Dööört: Bütçeyi meclisin yapmıyor olmasından hoşlanmadım, meclisin Başkanın yaptığı
bütçeyi ret etmesi halinde bütçenin % bilmem kaç ilave edilerek devam ettirilmesini hiç
sevmedim.
Beeeş: Başkan’ın, Meclisi “Fesih” edebilecek olması da hoşuma gitmedi.
Altııı: Meclis’in, Başkan’ın hükümetini denetlemede yetersiz kaldığına inandım.
Yediii: Başkanın partiye üyeliğin ve hakimlerin atamasına oylama sonunda hemen
başlatılması, ama beka sorunu dedikleri konuların 2019’a ertelenmesini kabullenemedim.

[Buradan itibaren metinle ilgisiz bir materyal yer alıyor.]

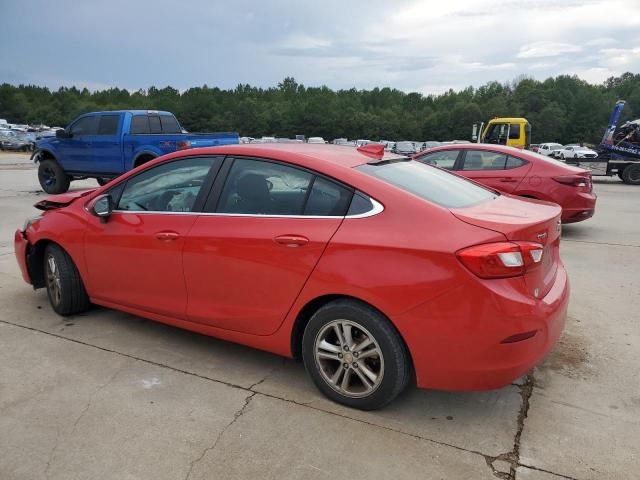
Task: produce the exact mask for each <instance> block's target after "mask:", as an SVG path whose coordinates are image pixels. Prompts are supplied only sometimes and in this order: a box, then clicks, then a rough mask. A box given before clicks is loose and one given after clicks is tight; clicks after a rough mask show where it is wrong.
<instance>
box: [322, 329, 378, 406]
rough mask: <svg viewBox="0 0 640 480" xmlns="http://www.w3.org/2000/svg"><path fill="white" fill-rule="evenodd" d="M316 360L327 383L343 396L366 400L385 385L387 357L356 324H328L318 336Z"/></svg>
mask: <svg viewBox="0 0 640 480" xmlns="http://www.w3.org/2000/svg"><path fill="white" fill-rule="evenodd" d="M314 356H315V361H316V366H317V367H318V370H319V372H320V374H321V376H322V378H323V379H324V381H325V382H326V383H327V384H328V385H329V386H330V387H331V388H332V389H334V390H335V391H336V392H338V393H340V394H341V395H345V396H347V397H351V398H359V397H366V396H368V395H371V394H372V393H373V392H374V391H375V390H376V389H377V388H378V387H379V386H380V383H381V382H382V377H383V374H384V357H383V355H382V350H381V349H380V345H379V344H378V342H377V341H376V339H375V338H374V337H373V335H372V334H371V333H370V332H369V331H368V330H367V329H365V328H364V327H363V326H362V325H360V324H358V323H356V322H354V321H351V320H334V321H332V322H329V323H327V324H326V325H325V326H324V327H323V328H322V329H321V330H320V331H319V332H318V334H317V335H316V339H315V344H314Z"/></svg>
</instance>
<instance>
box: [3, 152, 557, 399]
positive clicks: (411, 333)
mask: <svg viewBox="0 0 640 480" xmlns="http://www.w3.org/2000/svg"><path fill="white" fill-rule="evenodd" d="M36 206H37V207H38V208H40V209H41V210H44V212H42V214H41V215H40V216H39V217H35V218H32V219H29V220H27V222H26V223H25V226H24V227H23V228H22V229H20V230H18V231H17V232H16V234H15V252H16V257H17V259H18V263H19V265H20V268H21V271H22V275H23V277H24V279H25V281H27V282H28V283H30V284H32V285H33V286H34V288H42V287H46V289H47V292H48V296H49V300H50V303H51V305H52V307H53V309H54V310H55V311H56V312H57V313H58V314H60V315H72V314H77V313H79V312H82V311H84V310H87V309H88V308H89V307H90V305H91V303H95V304H98V305H103V306H106V307H110V308H115V309H118V310H122V311H125V312H129V313H132V314H135V315H140V316H143V317H147V318H150V319H153V320H156V321H160V322H163V323H167V324H170V325H174V326H177V327H180V328H185V329H188V330H193V331H195V332H199V333H203V334H206V335H211V336H215V337H219V338H222V339H225V340H230V341H234V342H238V343H242V344H245V345H249V346H252V347H256V348H260V349H264V350H268V351H270V352H274V353H277V354H280V355H285V356H289V357H299V358H302V360H303V361H304V364H305V367H306V369H307V371H308V372H309V375H310V376H311V378H312V379H313V381H314V382H315V384H316V385H317V386H318V388H319V389H320V390H321V391H322V392H323V393H324V394H325V395H327V396H328V397H330V398H332V399H333V400H335V401H338V402H341V403H343V404H345V405H349V406H351V407H355V408H361V409H373V408H379V407H381V406H383V405H385V404H386V403H388V402H390V401H391V400H392V399H393V398H394V397H395V396H396V395H398V394H399V393H400V392H401V391H402V389H403V388H404V387H405V386H406V385H407V384H408V383H409V381H410V380H411V379H412V378H415V379H416V382H417V385H418V387H422V388H435V389H446V390H478V389H492V388H498V387H501V386H503V385H506V384H508V383H510V382H511V381H513V380H514V379H516V378H518V377H520V376H521V375H523V374H525V373H526V372H527V371H529V370H530V369H531V368H532V367H533V366H534V365H535V364H536V363H537V362H539V361H540V360H541V359H542V357H544V356H545V355H546V354H547V352H548V351H549V350H550V349H551V348H552V347H553V345H554V344H555V343H556V341H557V340H558V337H559V336H560V333H561V332H562V329H563V325H564V322H565V317H566V309H567V303H568V300H569V283H568V279H567V274H566V271H565V269H564V266H563V264H562V262H561V261H560V257H559V250H560V249H559V245H560V213H561V210H560V208H559V207H558V206H557V205H553V204H549V203H546V202H533V201H527V200H520V199H518V198H515V197H512V196H509V195H502V194H500V193H499V192H496V191H493V190H490V189H487V188H484V187H482V186H480V185H477V184H475V183H473V182H469V181H467V180H466V179H464V178H461V177H459V176H457V175H452V174H450V173H449V172H446V171H443V170H440V169H438V168H434V167H432V166H429V165H425V164H424V163H421V162H416V161H413V160H410V159H407V158H406V157H400V156H397V155H391V154H385V153H384V147H383V146H382V145H367V146H364V147H360V148H359V149H357V150H356V149H355V148H354V149H352V148H345V147H340V146H335V145H308V144H300V145H298V144H254V145H233V146H224V147H215V148H203V149H193V150H185V151H181V152H177V153H173V154H170V155H167V156H164V157H160V158H158V159H156V160H152V161H150V162H148V163H146V164H144V165H142V166H140V167H138V168H136V169H134V170H131V171H130V172H127V173H126V174H124V175H122V176H121V177H118V178H116V179H115V180H113V181H112V182H110V183H108V184H107V185H105V186H103V187H101V188H98V189H96V190H85V191H75V192H69V193H66V194H62V195H56V196H53V197H49V198H47V199H45V200H43V201H41V202H39V203H38V204H36ZM239 361H241V360H240V359H239ZM414 375H415V377H414Z"/></svg>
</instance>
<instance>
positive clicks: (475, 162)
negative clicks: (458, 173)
mask: <svg viewBox="0 0 640 480" xmlns="http://www.w3.org/2000/svg"><path fill="white" fill-rule="evenodd" d="M506 163H507V155H505V154H504V153H498V152H492V151H489V150H467V154H466V155H465V158H464V165H463V166H462V169H463V170H504V168H505V164H506Z"/></svg>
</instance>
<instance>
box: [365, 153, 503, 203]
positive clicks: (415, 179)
mask: <svg viewBox="0 0 640 480" xmlns="http://www.w3.org/2000/svg"><path fill="white" fill-rule="evenodd" d="M356 168H357V169H358V170H360V171H362V172H365V173H367V174H369V175H372V176H374V177H376V178H379V179H380V180H384V181H385V182H387V183H390V184H391V185H394V186H396V187H398V188H401V189H402V190H405V191H407V192H409V193H412V194H414V195H417V196H418V197H420V198H423V199H425V200H427V201H429V202H433V203H435V204H437V205H440V206H442V207H446V208H462V207H469V206H471V205H476V204H478V203H482V202H486V201H487V200H492V199H494V198H496V197H497V196H498V193H496V192H494V191H492V190H489V189H486V188H483V187H481V186H479V185H476V184H475V183H472V182H470V181H468V180H465V179H464V178H462V177H458V176H457V175H454V174H452V173H449V172H446V171H444V170H441V169H439V168H435V167H432V166H429V165H425V164H424V163H421V162H417V161H397V162H392V163H379V164H366V165H360V166H359V167H356Z"/></svg>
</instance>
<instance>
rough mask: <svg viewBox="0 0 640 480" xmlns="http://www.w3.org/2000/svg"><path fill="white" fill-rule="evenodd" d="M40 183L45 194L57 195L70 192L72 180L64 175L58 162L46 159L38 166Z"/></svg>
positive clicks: (69, 177)
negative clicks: (64, 192) (69, 189)
mask: <svg viewBox="0 0 640 480" xmlns="http://www.w3.org/2000/svg"><path fill="white" fill-rule="evenodd" d="M38 181H39V182H40V186H41V187H42V189H43V190H44V191H45V192H47V193H50V194H57V193H64V192H66V191H67V190H69V184H70V183H71V178H70V177H69V175H67V174H66V173H64V170H63V169H62V167H61V166H60V165H59V164H58V162H56V161H55V160H52V159H46V160H42V161H40V164H39V165H38Z"/></svg>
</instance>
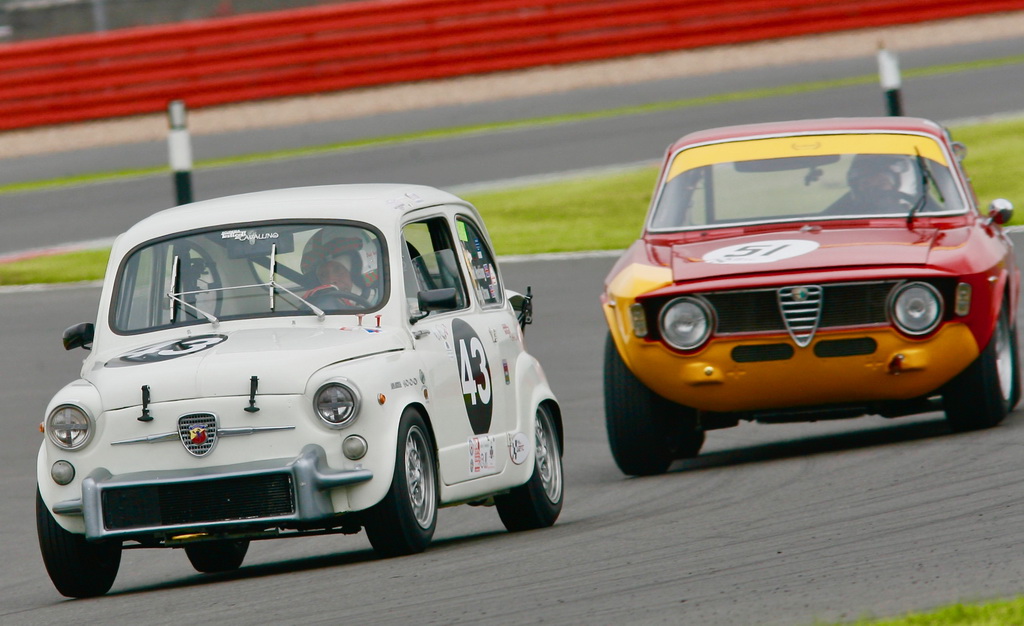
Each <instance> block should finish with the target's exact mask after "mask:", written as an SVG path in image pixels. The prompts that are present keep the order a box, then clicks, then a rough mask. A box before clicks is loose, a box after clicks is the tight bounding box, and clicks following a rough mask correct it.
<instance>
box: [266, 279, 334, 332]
mask: <svg viewBox="0 0 1024 626" xmlns="http://www.w3.org/2000/svg"><path fill="white" fill-rule="evenodd" d="M265 286H266V287H269V288H270V294H271V295H270V298H271V300H272V299H273V292H274V291H275V290H278V289H280V290H282V291H284V292H285V293H287V294H288V295H290V296H292V297H294V298H295V299H296V300H298V301H299V302H302V303H303V304H305V305H306V306H308V307H309V308H310V309H311V310H312V311H313V312H314V314H316V319H317V320H319V321H321V322H323V321H324V320H325V319H326V318H327V314H326V312H324V309H323V308H321V307H319V306H316V305H315V304H313V303H312V302H310V301H309V300H307V299H305V298H303V297H302V296H300V295H299V294H297V293H295V292H294V291H292V290H291V289H289V288H288V287H285V286H284V285H279V284H278V283H276V281H274V280H273V278H272V277H271V279H270V282H269V283H267V284H266V285H265Z"/></svg>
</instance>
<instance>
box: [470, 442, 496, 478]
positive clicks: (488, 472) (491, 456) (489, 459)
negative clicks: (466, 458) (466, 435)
mask: <svg viewBox="0 0 1024 626" xmlns="http://www.w3.org/2000/svg"><path fill="white" fill-rule="evenodd" d="M497 471H498V463H496V459H495V437H493V436H490V435H489V434H485V435H483V436H471V437H469V473H470V474H472V475H474V476H482V475H486V474H490V473H495V472H497Z"/></svg>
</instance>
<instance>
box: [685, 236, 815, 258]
mask: <svg viewBox="0 0 1024 626" xmlns="http://www.w3.org/2000/svg"><path fill="white" fill-rule="evenodd" d="M817 249H818V242H814V241H808V240H806V239H775V240H771V241H759V242H755V243H750V244H736V245H735V246H726V247H725V248H718V249H717V250H712V251H711V252H709V253H708V254H705V255H703V261H705V262H706V263H773V262H775V261H780V260H783V259H787V258H793V257H795V256H800V255H801V254H807V253H808V252H814V251H815V250H817Z"/></svg>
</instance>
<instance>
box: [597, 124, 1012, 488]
mask: <svg viewBox="0 0 1024 626" xmlns="http://www.w3.org/2000/svg"><path fill="white" fill-rule="evenodd" d="M965 152H966V149H964V147H963V145H961V144H958V143H955V142H954V141H952V139H951V138H950V136H949V134H948V132H947V131H946V130H945V129H943V128H942V127H940V126H939V125H937V124H935V123H934V122H931V121H928V120H924V119H918V118H902V117H900V118H897V117H893V118H847V119H823V120H806V121H794V122H782V123H770V124H755V125H744V126H732V127H726V128H719V129H712V130H705V131H700V132H694V133H691V134H689V135H686V136H684V137H682V138H681V139H679V140H678V141H676V142H675V143H673V144H672V145H671V147H670V148H669V150H668V152H667V154H666V158H665V161H664V164H663V167H662V172H660V175H659V177H658V182H657V186H656V190H655V194H654V197H653V200H652V202H651V208H650V210H649V212H648V215H647V220H646V223H645V227H644V232H643V235H642V237H641V239H639V240H638V241H636V242H635V243H634V244H633V245H632V246H631V247H630V248H629V249H628V250H627V251H626V252H625V253H624V254H623V256H622V257H621V258H620V259H618V261H617V262H616V263H615V265H614V267H613V268H612V269H611V272H610V273H609V275H608V277H607V279H606V281H605V290H604V293H603V294H602V298H601V302H602V305H603V308H604V312H605V317H606V320H607V323H608V327H609V335H608V341H607V346H606V353H605V413H606V424H607V429H608V436H609V443H610V444H611V448H612V453H613V456H614V457H615V460H616V462H617V463H618V465H620V467H621V468H622V469H623V470H624V471H625V472H626V473H632V474H645V473H657V472H660V471H664V470H665V469H666V468H667V467H668V465H669V464H670V463H671V462H672V460H674V459H676V458H681V457H687V456H693V455H695V454H697V452H698V451H699V449H700V447H701V445H702V442H703V436H705V434H703V433H705V431H707V430H710V429H714V428H721V427H728V426H732V425H736V424H737V423H739V421H741V420H752V421H761V422H783V421H816V420H820V419H829V418H840V417H843V418H845V417H856V416H861V415H870V414H879V415H883V416H886V417H896V416H900V415H907V414H913V413H922V412H927V411H935V410H945V412H946V415H947V417H948V418H949V422H950V424H951V425H952V426H953V428H954V429H961V430H966V429H971V428H978V427H985V426H991V425H994V424H995V423H997V422H998V421H1000V420H1001V419H1002V417H1004V416H1005V415H1006V414H1007V413H1008V412H1009V411H1010V410H1011V409H1012V408H1013V407H1014V406H1015V405H1016V403H1017V400H1018V397H1019V383H1018V365H1017V364H1018V358H1017V339H1016V323H1015V321H1016V319H1017V302H1018V299H1019V291H1020V272H1019V269H1018V267H1017V264H1016V259H1015V256H1014V249H1013V243H1012V241H1011V240H1010V238H1009V237H1008V236H1007V234H1006V233H1005V232H1004V229H1002V225H1001V224H1004V223H1006V222H1007V221H1008V220H1009V219H1010V217H1011V216H1012V211H1013V208H1012V205H1010V203H1009V202H1007V201H1004V200H997V201H994V202H993V203H992V206H991V207H990V208H989V210H988V211H987V213H986V214H982V212H981V211H980V210H979V207H978V203H977V198H976V196H975V194H974V191H973V189H972V186H971V182H970V179H969V177H968V176H967V173H966V172H965V170H964V166H963V163H962V162H961V161H962V158H963V155H964V154H965Z"/></svg>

İşte bu nedenlerle HAYIR diyeceğim!
Söyleyin bakalım, şimdi ben, PKK ile aynı muameleyi görmeyi hak ediyor muyum?”
Rüştü Bey:
-Sizi PKK ile bir tutanın ‘alnını karışlarım’, olur mu öyle şey?
Habur’da teröristleri siz mi karşıladınız?
-Hayır!
-Çadırda mahkeme kurup, Atatürk resmi ve bayrağımızı dışarı siz mi çıkardınız?
-Hayır!
-Oslo’da teröristlerle buluşmayı siz mi ayarladınız?
-Hayır!
-Dolmabahçe mutabakatında fikren dahi olsanız var mısınız?
-Katiyen hayır!
-Diyarbakır meydanında Apo’nun mektubu okunurken alkışladınız mı?
-Elbette hayır!
-PKK’ya yapılacak operasyonlara izin vermeyen siz misiniz?
-Hayır!
Rüştü Bey,
-Soru çok da, bu kadarı bile kimin kim olduğunu tanımlamaya yeterli.
Rasin Ağabey, bu diyalogdan pek memnun olmuştu.
-Hayır demek için başka nedenlerim de var. Dedi…
Masanın en meraklısı sayılan Emre, sabırsızca:
-Anlatsana Ağabey…
-Çatlamazsan anlatacağım:
16 Nisan’da, 18 maddeye ‘Milli İrade’ EVET derse ekonomi düzelir mi?
-Hayır!
-Terör durur mu?
-Hayır!
-İşsizlik düşer mi?
-Hayır!
-Amerika, PYD’den – PKK’dan vazgeçer mi?
-Hayır!
-Rusya, daha çok turist gönderir ve daha çok ürünümüzü satın alır mı?
-Hayır!
-Amerikan Doları Türk lirası karşısında geriler mi?
-Hayır!
*
Telefonum çalmaya başlayınca, Rasin Ağabey ve Emre’nin soru – cevap konuşmasını
bölmemek için masadan uzaklaştım.
Hanım arıyordu, eve alınacaklar listesini unutup unutmadığımı sordu, bir iki yeni alınacak
ekledi.
Alışverişe gitmeliydim, durumumu işaret diliyle uzaktan Rüştü Bey’e durumu anlattım.
Başını sallayarak “İşine bak.” dedi. Kahvehaneden çıkıp, arabaya doğru yürüdüm.